Le ministre a rassuré les jeunes entrepreneurs et porteurs d’idées que l’État ne les abandonnera pas, et «s’engage à accompagner ceux qui sont en difficulté et font face à des problèmes». «Nous nous engageons à accompagner les jeunes entrepreneurs qui ont créé des micro-entreprises devenues des entités économiques de taille moyenne, ainsi que ceux qui n’ont pas réussi à concrétiser leurs idées en raison de problèmes avec les banques», a expliqué le ministre, qui a rassuré que les pouvoirs publics et le Président de la République, Abdelaziz Bouteflika, les protègent et les accompagnent. M. Bedoui, qui a inspecté plusieurs projets relevant des secteurs du Commerce, de la Santé et de la Formation professionnelle, dans les communes d’Aïn Ouessara et Birine (nord de Djelfa), a affirmé que les jeunes investisseurs et ceux ayant créé de petits projets devenus des entreprises moyennes ou encore ceux n’ayant pu concrétiser leurs idées en raison de problèmes avec les banques, «nous nous engageons à les accompagner. Les pouvoirs publics et le Président de la République les accompagnent pour la réussite de leurs projets et les protègent». La réalisation d’infrastructures de bases et de mini-zones d’activités industrielles «a pour objectifs d’encourager et d’inciter les jeunes à investir», a-t-il souligné.

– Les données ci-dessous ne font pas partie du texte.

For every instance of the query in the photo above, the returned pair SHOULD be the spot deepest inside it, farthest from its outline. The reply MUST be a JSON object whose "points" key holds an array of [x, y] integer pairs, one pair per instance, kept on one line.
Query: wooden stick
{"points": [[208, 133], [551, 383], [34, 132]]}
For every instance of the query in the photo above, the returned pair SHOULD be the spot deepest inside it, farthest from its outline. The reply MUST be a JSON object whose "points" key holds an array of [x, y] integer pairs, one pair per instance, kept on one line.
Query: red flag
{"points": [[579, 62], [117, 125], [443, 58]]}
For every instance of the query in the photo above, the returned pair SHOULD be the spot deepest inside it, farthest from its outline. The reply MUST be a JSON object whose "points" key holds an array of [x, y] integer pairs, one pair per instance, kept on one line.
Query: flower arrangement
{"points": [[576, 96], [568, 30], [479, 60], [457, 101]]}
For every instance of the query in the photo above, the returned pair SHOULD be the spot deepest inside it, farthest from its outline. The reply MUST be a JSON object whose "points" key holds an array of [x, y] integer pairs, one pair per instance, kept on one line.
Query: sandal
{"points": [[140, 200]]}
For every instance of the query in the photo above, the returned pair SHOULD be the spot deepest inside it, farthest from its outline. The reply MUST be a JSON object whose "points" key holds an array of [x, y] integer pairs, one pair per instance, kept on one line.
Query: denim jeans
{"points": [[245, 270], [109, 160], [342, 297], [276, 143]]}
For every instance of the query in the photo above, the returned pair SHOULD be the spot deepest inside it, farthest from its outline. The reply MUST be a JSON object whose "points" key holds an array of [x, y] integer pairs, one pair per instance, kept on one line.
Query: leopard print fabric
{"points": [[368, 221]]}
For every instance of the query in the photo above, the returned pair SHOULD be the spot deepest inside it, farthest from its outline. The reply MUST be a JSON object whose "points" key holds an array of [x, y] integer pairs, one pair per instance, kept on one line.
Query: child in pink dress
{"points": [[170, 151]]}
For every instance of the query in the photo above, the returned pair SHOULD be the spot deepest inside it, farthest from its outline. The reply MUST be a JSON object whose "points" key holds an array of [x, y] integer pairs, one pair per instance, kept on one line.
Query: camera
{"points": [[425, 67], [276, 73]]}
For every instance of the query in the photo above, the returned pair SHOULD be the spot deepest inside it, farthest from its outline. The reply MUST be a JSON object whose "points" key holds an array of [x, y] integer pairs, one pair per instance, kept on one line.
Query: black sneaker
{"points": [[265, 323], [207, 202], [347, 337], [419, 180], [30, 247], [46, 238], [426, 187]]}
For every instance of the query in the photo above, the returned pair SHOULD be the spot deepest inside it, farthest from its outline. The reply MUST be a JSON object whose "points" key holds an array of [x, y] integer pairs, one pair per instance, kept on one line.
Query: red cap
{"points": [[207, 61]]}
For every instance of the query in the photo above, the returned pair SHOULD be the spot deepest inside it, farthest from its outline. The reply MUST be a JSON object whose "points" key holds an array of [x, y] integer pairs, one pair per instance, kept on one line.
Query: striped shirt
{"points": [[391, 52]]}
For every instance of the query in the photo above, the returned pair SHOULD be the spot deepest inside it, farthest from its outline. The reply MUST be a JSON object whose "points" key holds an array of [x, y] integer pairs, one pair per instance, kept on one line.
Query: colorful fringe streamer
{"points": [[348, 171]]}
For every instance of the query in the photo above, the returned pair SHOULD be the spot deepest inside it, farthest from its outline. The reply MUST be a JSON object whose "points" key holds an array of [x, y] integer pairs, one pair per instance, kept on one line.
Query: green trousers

Le ministre de l’Intérieur et des Collectivités locales a expliqué que cette démarche «vise à transmettre un message d’espoir aux jeunes Algériens dont aucun ne peut remettre en question leurs capacités», relevant en direction de ceux qui tentent de diffuser via les écrans des image fausses de la réalité algérienne que «l’Algérie est un pays fort avec ses institutions et son peuple ambitieux, et que la sécurité et la stabilité sont des acquis qui ont été consacrés par le Président de la République». Lors de sa visite du projet de réalisation d’un marché régional des fruits et légumes dans la ville d’Aïn Ouessara, dont la réception est prévue durant le deuxième trimestre de l’année en cours, M. Bedoui a insisté sur la nécessité d’accélérer les travaux pour la réception de ce projet dans les meilleurs délais, vu le rôle que cet espace devrait jouer dans l’organisation du marché national des fruits et légumes, le contrôle des prix de ces produits, la fourniture des produits agricoles dans les marchés locaux de neuf wilayas voisines et la création d’une dynamique commerciale. Les travaux de réalisation de ce projet, qui a nécessité la mobilisation d’une enveloppe de 2,2 milliards de DA et le fonctionnement des marchés de gros, ont atteint un taux de 82,2%. Il est doté d’une capacité de 320.000 tonnes/an de fruits et légumes, avec un mouvement quotidien de 3.000 personnes et 2.000 véhicules. Il compte 87 locaux et installations importants, et assurera la création de 1.800 emplois, selon les explications fournies sur place.
Dans la même commune, le ministre a procédé à la pose de la première pierre du projet d’un institut national de formation professionnelle, qui devrait être réalisé dans un délai maximum de 20 mois et qui a été doté d’une enveloppe financière d’environ 387 millions de dinars. Dans la commune de Birine (à 130 km au nord de la wilaya), il a visité les différents services d’un hôpital de 60 lits, dont les travaux, d’un coût de 300 millions de DA, ont été parachevés et qui est en cours d’équipements. Ce projet évitera aux habitants de cette localité de se déplacer dans d’autres communes, pour se faire soigner. Il a également inspecté le projet de rénovation de la conduite de transfert d’eau potable à partir d’Oum Erich, et qui permettra d’améliorer l’approvisionnement en cette ressource.